In popular parlance, “child abuser” is just about the worst thing you can call anyone. So you can imagine my shock when I read the latest comments on one of my own recent threads and found one commenter accusing another of child abuse – a charge he repeated in the Moderation thread. My astonishment grew when I read of a proposal in Moderation to ban child abusers from The Skeptical Zone, on the grounds that people who post porn are already banned, and child abuse is much, much worse.
And what was the alleged offense? Here it is: “admitting to using strawman arguments, fallacious reasoning, and false claims to destroy childrens’ ability to think rationally about certain scientific topics. That’s child abuse.” Except that the person accused made no such admission. Regardless of whether the arguments were fallacious or not, no deceit was involved. It was the accuser who attacked the arguments as fallacious and illogical, not the person he accused.
And what were the arguments about? In a nutshell, abiogenesis. The arguments were presented to a group of six-year-old children and their parents, in an attempt to make them see that the origin of life from non-living matter is astronomically improbable, that macroevolution (e.g. fish to bird) is also vanishingly improbable, and that Intelligent Design is the only rational inference. A detailed description of the presentation can be found here.

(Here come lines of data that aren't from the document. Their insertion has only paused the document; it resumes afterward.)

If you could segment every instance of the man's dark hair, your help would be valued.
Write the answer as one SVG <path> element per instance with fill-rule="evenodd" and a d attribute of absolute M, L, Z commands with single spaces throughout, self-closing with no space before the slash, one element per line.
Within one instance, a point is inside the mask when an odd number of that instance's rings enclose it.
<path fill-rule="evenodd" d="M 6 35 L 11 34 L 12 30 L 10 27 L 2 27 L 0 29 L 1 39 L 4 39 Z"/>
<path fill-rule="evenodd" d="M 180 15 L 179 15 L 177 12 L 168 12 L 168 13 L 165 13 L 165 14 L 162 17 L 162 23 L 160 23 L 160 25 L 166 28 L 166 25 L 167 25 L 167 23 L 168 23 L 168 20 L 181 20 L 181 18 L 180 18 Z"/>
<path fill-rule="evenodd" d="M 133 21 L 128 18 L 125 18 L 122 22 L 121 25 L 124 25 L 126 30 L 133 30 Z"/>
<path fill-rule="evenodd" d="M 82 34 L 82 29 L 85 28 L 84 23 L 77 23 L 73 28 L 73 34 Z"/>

I’d like to make a couple of very brief points. First, the term “child abuse” can be defined in three ways. First, could be defined very broadly to mean behavior which actually causes severe and/or life-long physical or psychological damage to children. Second, it could be defined more narrowly to mean behavior which is intended to cause severe and/or life-long physical or psychological damage to children. Third, it could be defined as behavior which the vast majority of responsible people, at the present time, would agree causes severe and/or life-long physical or psychological damage to children.
The first definition is clearly ridiculous, as it would make all of our parents or grandparents child abusers. Think of passive smoking. Or think of spanking: fifty years ago, it was quite common for naughty children to get their little bottoms hit with a belt and sent to bed without supper. The second definition is also unsatisfactory, as it would exonerate parents who refused to take their dying child to a doctor, but took her to a quack faith healer instead: here, the parents didn’t mean to harm their child, but any sensible person would say that they should have known better. That leaves us with the third definition.